Planalto reluta em entregar vídeo
Após o ministro do Supremo Tribunal Federal (STF) Celso de Mello determinar a entrega do vídeo de uma reunião citada em depoimento pelo ex-ministro da Justiça Sergio Moro, o Palácio do Planalto tentará alegar que as gravações são pontuais e curtas e que, portanto, não tem a íntegra do conteúdo à disposição. Além da suposta pressão que o presidente Jair Bolsonaro teria feito sobre Moro para trocar o comando da Polícia Federal (PF), o vídeo também conteria o registro de um desentendimento entre os ministros da Economia, Paulo Guedes, e do Desenvolvimento Regional, Rogério Marinho. O argumento, no entanto, contraria declaração do próprio presidente. Segundo revelou na semana passada, os encontros do primeiro escalão são filmados, e os arquivos ficam guardados em um cofre. Na ocasião, Bolsonaro chegou a afirmar que divulgaria o vídeo da reunião com Moro, mas depois desistiu. A Advocacia-Geral da União recorreu para não ter de entregar o vídeo.
Bolsonaro: ex-juiz é candidato
O presidente Jair Bolsonaro tem revelado a aliados que, antes mesmo do rompimento entre ele e Sergio Moro, percebia que o ex-ministro da Justiça se movimentava politicamente para ser candidato à Presidência da República em 2022. Nessas conversas, o chefe do Executivo chegou a dizer que considerava que uma eventual indicação do ex-juiz para o Supremo Tribunal Federal (STF) serviria como um poderoso palanque eleitoral para o agora desafeto.
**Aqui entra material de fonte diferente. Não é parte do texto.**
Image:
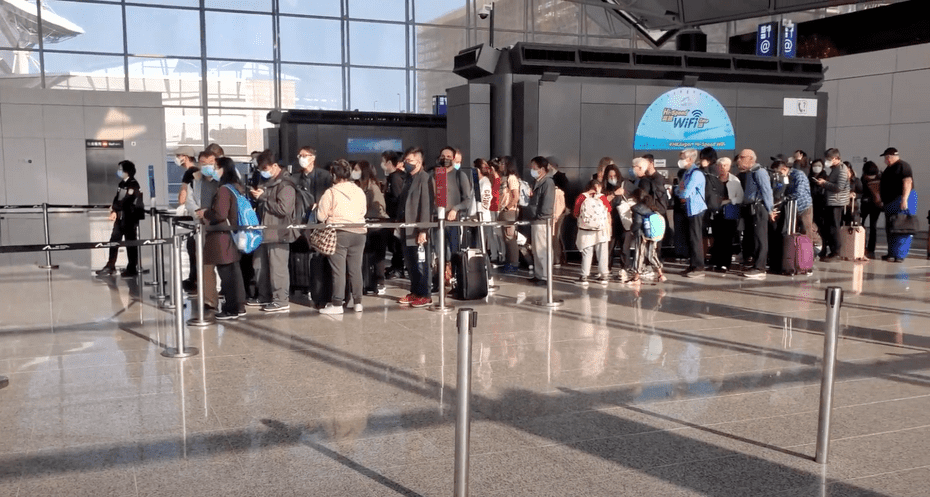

A preocupação de Bolsonaro com supostos projetos políticos de Moro explica, em grande parte, o caráter conflituoso que marcou a relação entre os dois. Segundo interlocutores, após a saída do ex-juiz do governo, o presidente passou a dar ainda mais atenção à possibilidade de ter de enfrentar Moro nas urnas em 2022. “Candidatíssimo”, tem repetido o comandante do Planalto a aliados. Bolsonaro tem sido acusado por opositores de privilegiar a disputa política em detrimento da resposta à pandemia do novo coronavírus.
Mosca azul
O deputado Bibo Nunes (PSL-RS), ao falar de Moro, o chamou de “traidor” e disse que o ex-ministro e a mulher, a advogada Rosângela Moro, já vinham articulando um projeto político com vistas às eleições de 2022. “O presidente e muitos de nós sabemos disso. O senhor Sergio Moro foi picado pela mosca azul”, disse. O Correio tentou contato com o escritório da advogada Rosângela Moro em Curitiba, mas a chamada não foi atendida, e a secretária eletrônica estava desativada. (JV)
TRF-3 manda apresentar exame
O Tribunal Regional Federal da 3ª Região (TRF-3) determinou, ontem, que o presidente Jair Bolsonaro entregue “laudos de todos os exames” que fez para detectar coronavírus. Em sua sentença, o desembargador André Nabarrete manteve decisão que já havia sido tomada pela Justiça Federal de São Paulo. “A urgência da tutela é inegável, porque o processo pandêmico se desenrola diariamente, com o aumento de mortos e infectados. A sociedade tem que se certificar que o sr. Presidente está ou não acometido da doença”, escreveu Nabarrete. A Advocacia-Geral da União (AGU) informou que está analisando a decisão e avaliando medidas judiciais cabíveis.